Grete Stern played an important role in the modernization of photography in Argentina, particularly with the technique of photomontage. Born in Germany, she trained as a graphic designer and photographer with Walter Peterhans, and later at the Bauhaus. In 1929, she and Ellen Auerbach opened a photography and advertising design studio, ringl+pit, where they experimented with innovations both in form and content, subverting the traditional image of women in advertising. The move to Argentina took place in 1935 with her husband, the photographer and filmmaker Horacio Coppola. That same year, they organized a photography exhibition that would become emblematic for its modernity and opened a new photography and advertising studio.

Between 1948 and 1952, during the Peronist government, Stern created her famous series "Dreams," consisting of nearly 150 photomontages made to illustrate a column titled "Psychoanalysis Will Help You" in the women's magazine "Idilio." Combining humor and surrealism, Stern managed to convey powerful messages denouncing the situation of women in society at the time. Her photos are in important private collections and museums and institutions both in Argentina and abroad, such as the Museum of Modern Art in New York (MoMA), the Museo Centro de Arte Reina Sofía in Madrid, the Lasar Segall Museum in São Paulo, the National Museum of Fine Arts in Buenos Aires (MNBA), and the Valencian Institute of Modern Art in Valencia.
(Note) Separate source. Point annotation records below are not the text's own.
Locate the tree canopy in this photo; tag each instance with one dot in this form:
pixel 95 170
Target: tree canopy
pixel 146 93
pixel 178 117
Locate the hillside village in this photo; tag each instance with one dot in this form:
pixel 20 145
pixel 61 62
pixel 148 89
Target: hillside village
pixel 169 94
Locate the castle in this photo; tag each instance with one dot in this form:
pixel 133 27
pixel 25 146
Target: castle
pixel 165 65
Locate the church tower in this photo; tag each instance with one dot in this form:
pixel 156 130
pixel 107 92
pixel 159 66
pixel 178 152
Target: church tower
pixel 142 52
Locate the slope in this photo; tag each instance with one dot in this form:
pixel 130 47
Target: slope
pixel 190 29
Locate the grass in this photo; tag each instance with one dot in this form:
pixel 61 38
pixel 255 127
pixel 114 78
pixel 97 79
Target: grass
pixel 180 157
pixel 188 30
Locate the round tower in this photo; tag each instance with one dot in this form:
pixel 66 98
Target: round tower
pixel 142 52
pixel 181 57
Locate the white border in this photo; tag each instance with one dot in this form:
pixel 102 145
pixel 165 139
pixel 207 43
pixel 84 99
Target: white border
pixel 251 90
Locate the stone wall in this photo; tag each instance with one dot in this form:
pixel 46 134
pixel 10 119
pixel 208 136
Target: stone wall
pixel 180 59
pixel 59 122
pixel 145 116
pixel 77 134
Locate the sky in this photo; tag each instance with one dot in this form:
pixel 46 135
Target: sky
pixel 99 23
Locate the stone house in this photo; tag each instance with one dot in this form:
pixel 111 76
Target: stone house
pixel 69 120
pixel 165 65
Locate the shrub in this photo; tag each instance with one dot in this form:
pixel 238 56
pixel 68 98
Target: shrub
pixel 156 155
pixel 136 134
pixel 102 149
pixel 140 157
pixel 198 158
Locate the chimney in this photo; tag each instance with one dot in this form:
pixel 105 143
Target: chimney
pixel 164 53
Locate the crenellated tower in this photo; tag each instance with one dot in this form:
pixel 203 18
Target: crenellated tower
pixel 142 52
Her works have been exhibited both individually and collectively in countless exhibitions and publications. Among them, notable are the large retrospective of her photographic and design work by the Fundación San Telmo in Buenos Aires in 1981; the publication in 1995 of the catalog-book "Grete Stern, Photographic Work in Argentina" by the National Arts Fund; the edition of "Grete Stern, Book of Portraits Made in Argentina," with selection and texts by Sara Facio, in 1988; and the two exhibitions of the complete series of the Idilio photomontages held in 1995 and 2003 at the Valencian Institute of Modern Art (IVAM, Valencia, Spain) and at the Recoleta Cultural Center (Buenos Aires).